The standard guidelines — and their limits
General guidance suggests seeking a fertility evaluation after 12 months of unprotected sex without conception (or 6 months if you're over 35). But these are population-level averages, not personal rules. If you have irregular or absent periods, known PCOS, endometriosis, previous pelvic inflammatory disease, or a history of surgeries in the pelvis, earlier evaluation makes sense. Don't wait a year if you already know something may be affecting your fertility.
What a fertility workup involves
For women, the initial assessment typically includes a transvaginal ultrasound to check the ovaries and uterus, an AMH (anti-Müllerian hormone) blood test to assess ovarian reserve, a day 2 FSH/LH/oestradiol panel, and a hysterosalpingogram (HSG) or sonohysterogram to check if the tubes are open. Male factor accounts for around 40% of infertility cases, so semen analysis should happen simultaneously rather than only if the female workup is normal.
Low ovarian reserve — what it means
A low AMH or high FSH indicates lower ovarian reserve, meaning fewer eggs remain. This doesn't mean pregnancy is impossible, but it does mean time is more pressing and the response to fertility treatments may be lower. Women with low reserve are typically advised not to delay treatment. It's also worth noting that AMH predicts quantity, not egg quality — a nuance that matters in counselling.

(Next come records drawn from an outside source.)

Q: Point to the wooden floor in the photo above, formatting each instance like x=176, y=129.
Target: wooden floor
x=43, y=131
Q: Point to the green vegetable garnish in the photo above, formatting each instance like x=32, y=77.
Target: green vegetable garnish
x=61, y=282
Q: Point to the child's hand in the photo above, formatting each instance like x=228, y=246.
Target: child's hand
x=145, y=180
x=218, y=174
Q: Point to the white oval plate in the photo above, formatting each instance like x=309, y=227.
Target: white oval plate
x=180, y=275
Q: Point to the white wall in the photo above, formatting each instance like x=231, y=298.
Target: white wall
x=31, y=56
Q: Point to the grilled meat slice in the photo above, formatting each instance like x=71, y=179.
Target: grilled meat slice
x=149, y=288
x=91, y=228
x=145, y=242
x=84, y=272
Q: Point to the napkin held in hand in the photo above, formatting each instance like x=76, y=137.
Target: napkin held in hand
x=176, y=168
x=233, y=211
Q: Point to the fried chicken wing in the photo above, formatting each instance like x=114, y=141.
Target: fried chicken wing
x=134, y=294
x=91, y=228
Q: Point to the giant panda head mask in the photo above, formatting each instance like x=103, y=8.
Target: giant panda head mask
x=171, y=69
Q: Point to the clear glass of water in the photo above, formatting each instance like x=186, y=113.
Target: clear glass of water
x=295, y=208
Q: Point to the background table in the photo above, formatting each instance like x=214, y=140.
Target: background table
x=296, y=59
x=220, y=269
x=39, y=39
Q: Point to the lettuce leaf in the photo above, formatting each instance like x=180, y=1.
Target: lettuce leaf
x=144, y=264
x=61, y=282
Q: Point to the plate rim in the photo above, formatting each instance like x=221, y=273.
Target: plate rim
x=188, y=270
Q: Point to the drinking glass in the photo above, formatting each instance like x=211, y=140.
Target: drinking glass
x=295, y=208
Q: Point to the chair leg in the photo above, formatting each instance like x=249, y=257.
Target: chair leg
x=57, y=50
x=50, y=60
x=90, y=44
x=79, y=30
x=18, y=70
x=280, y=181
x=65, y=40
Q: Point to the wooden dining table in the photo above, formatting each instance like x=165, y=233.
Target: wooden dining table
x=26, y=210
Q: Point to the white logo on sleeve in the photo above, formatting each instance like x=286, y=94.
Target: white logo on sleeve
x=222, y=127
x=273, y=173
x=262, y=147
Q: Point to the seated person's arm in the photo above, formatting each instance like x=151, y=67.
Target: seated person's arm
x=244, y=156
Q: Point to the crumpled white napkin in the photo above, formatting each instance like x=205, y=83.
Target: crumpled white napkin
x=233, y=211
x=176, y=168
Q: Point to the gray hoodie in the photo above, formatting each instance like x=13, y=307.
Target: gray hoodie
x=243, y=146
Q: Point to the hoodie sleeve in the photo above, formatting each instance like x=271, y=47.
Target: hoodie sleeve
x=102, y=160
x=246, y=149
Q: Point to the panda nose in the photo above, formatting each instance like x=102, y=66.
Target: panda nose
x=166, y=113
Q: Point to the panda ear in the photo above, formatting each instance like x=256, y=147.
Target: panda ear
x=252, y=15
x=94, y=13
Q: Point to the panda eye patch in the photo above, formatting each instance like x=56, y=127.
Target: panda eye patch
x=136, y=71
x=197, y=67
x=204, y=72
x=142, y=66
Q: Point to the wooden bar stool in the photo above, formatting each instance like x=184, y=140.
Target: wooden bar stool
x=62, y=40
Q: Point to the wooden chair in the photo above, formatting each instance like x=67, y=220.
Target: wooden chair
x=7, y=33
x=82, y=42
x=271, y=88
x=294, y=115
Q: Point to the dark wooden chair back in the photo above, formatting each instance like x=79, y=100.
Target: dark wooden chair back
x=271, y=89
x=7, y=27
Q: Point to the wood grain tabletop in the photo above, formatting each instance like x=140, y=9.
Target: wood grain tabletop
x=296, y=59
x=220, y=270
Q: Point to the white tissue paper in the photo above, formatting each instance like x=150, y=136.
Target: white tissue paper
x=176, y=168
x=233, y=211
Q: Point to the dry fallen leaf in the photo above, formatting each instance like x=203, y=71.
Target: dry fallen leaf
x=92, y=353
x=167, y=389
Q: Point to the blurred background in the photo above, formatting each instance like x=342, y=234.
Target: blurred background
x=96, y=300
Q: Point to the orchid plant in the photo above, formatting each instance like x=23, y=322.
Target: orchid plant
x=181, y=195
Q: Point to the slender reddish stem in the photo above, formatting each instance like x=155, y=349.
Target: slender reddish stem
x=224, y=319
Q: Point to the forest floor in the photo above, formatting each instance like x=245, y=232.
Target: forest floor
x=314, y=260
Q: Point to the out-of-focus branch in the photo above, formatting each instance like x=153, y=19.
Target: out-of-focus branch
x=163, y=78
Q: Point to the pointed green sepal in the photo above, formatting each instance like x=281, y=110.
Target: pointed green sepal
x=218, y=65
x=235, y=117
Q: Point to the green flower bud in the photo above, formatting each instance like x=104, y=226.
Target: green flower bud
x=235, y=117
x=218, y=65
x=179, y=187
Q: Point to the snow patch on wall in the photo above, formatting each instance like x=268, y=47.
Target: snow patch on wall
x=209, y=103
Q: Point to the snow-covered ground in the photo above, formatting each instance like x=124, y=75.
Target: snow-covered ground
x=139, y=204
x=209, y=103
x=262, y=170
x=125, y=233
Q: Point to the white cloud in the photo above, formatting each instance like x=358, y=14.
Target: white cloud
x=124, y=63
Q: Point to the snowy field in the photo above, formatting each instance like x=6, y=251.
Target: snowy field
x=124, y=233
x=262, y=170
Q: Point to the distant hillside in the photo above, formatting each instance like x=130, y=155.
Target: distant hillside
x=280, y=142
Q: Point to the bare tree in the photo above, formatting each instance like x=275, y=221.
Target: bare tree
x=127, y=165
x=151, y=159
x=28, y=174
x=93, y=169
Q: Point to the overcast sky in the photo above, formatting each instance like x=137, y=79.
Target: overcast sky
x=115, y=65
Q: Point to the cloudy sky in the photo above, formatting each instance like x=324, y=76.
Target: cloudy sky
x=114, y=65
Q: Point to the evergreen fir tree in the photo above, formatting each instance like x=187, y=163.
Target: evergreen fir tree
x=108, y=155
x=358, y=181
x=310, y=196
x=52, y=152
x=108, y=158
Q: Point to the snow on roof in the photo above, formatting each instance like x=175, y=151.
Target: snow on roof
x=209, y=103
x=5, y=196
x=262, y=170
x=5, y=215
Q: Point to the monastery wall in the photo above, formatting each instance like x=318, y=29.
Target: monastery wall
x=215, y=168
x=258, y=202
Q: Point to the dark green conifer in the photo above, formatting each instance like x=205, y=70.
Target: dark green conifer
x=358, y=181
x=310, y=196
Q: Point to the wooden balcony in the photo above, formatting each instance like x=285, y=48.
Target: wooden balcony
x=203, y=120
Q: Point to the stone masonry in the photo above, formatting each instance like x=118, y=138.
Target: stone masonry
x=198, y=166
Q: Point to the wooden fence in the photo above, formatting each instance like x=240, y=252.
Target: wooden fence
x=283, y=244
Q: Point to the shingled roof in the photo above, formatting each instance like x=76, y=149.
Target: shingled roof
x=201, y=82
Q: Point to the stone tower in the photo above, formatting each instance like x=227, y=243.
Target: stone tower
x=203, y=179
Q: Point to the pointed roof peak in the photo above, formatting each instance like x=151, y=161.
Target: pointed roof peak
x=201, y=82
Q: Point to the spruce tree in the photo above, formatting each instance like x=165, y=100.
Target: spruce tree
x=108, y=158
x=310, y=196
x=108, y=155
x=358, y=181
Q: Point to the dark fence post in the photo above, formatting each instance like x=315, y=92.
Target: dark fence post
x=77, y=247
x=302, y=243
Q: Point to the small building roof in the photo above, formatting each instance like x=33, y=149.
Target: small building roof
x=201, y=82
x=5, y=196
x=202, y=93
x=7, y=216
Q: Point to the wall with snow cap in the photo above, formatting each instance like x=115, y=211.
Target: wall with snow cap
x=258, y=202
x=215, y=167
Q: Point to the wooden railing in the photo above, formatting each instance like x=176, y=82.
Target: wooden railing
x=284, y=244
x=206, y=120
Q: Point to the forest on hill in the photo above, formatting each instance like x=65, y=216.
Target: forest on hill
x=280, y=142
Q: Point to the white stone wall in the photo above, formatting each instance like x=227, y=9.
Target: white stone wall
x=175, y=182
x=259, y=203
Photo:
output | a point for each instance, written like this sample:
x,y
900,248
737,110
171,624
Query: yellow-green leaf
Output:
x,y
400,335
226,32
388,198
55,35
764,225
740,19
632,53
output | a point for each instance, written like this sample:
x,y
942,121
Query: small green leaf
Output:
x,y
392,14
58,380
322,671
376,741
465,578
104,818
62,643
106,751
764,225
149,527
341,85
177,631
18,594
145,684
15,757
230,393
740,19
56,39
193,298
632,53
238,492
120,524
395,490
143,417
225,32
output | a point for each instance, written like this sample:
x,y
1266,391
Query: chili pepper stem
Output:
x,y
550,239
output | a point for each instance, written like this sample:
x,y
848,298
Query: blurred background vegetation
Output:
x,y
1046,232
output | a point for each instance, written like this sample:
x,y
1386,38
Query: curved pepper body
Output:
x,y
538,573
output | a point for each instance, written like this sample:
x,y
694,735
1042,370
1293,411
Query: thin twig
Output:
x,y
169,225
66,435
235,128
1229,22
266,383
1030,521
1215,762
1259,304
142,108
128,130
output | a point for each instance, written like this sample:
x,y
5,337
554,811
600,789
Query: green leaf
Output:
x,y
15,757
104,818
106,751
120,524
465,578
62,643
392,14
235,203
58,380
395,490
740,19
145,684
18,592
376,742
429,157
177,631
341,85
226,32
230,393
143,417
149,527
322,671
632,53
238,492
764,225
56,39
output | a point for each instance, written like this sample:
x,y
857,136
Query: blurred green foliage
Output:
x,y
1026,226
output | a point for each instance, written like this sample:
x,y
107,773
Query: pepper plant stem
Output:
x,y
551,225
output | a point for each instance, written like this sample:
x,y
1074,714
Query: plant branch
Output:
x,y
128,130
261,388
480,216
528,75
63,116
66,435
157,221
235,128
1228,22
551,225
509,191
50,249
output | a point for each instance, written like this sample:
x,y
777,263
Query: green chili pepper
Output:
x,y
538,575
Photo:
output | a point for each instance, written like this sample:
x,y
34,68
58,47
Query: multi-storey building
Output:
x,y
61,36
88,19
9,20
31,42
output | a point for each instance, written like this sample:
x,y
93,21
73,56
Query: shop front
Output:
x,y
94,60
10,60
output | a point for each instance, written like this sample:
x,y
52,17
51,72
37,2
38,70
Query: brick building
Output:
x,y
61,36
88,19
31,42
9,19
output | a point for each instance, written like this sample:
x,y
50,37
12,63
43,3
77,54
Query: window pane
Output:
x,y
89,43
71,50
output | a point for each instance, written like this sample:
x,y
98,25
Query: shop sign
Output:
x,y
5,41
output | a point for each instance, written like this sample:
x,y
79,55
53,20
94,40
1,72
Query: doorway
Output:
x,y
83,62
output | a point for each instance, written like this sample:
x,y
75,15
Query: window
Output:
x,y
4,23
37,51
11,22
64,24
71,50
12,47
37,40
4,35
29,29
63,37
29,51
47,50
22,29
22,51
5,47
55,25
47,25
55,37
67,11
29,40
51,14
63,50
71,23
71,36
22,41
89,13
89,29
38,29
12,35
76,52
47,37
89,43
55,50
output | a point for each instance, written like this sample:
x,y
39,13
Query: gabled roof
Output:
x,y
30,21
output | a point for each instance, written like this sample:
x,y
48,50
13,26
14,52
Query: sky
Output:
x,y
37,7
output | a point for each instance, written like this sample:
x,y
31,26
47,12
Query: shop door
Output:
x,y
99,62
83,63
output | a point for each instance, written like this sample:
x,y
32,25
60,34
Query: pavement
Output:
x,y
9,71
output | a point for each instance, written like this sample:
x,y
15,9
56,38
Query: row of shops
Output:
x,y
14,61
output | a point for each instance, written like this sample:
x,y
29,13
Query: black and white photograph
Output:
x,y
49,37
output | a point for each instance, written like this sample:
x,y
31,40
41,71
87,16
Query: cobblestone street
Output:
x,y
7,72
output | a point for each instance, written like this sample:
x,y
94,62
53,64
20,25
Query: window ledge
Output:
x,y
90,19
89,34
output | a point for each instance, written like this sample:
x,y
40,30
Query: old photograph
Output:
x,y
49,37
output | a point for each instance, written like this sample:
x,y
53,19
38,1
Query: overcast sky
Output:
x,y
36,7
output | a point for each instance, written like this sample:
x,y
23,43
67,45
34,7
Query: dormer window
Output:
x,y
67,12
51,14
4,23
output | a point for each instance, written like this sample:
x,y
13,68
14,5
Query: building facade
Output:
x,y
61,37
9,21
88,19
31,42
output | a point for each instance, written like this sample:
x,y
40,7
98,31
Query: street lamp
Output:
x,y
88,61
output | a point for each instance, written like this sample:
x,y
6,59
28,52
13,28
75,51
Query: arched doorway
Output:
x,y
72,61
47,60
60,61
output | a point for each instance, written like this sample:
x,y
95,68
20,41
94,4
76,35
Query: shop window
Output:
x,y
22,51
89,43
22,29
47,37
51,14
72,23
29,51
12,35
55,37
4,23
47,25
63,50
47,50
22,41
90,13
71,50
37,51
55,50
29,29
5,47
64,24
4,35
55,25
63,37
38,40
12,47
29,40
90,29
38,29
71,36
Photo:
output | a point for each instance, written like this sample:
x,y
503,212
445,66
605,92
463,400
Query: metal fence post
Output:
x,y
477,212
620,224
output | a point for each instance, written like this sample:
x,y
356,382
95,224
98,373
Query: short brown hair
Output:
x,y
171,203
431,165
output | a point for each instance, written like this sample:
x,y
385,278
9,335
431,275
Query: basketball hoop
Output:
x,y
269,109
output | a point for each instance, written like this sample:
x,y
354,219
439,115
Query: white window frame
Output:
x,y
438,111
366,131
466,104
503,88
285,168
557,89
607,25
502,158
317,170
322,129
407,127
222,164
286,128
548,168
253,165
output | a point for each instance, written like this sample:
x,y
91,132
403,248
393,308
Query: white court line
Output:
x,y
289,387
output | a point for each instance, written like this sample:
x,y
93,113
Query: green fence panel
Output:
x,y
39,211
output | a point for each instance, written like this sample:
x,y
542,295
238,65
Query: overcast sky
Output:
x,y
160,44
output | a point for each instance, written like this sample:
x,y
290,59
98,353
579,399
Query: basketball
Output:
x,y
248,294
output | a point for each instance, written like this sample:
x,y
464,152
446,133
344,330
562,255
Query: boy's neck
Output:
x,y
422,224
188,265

Choosing a fertility specialist
Look for a reproductive endocrinologist or a gynaecologist with a dedicated fertility subspecialty. Ask about their approach to unexplained infertility, their policy on elective single embryo transfer (which reduces twins), and their success rates for your age group rather than aggregate clinic statistics. A good fertility specialist will explain your options clearly and not push you toward the most expensive intervention first.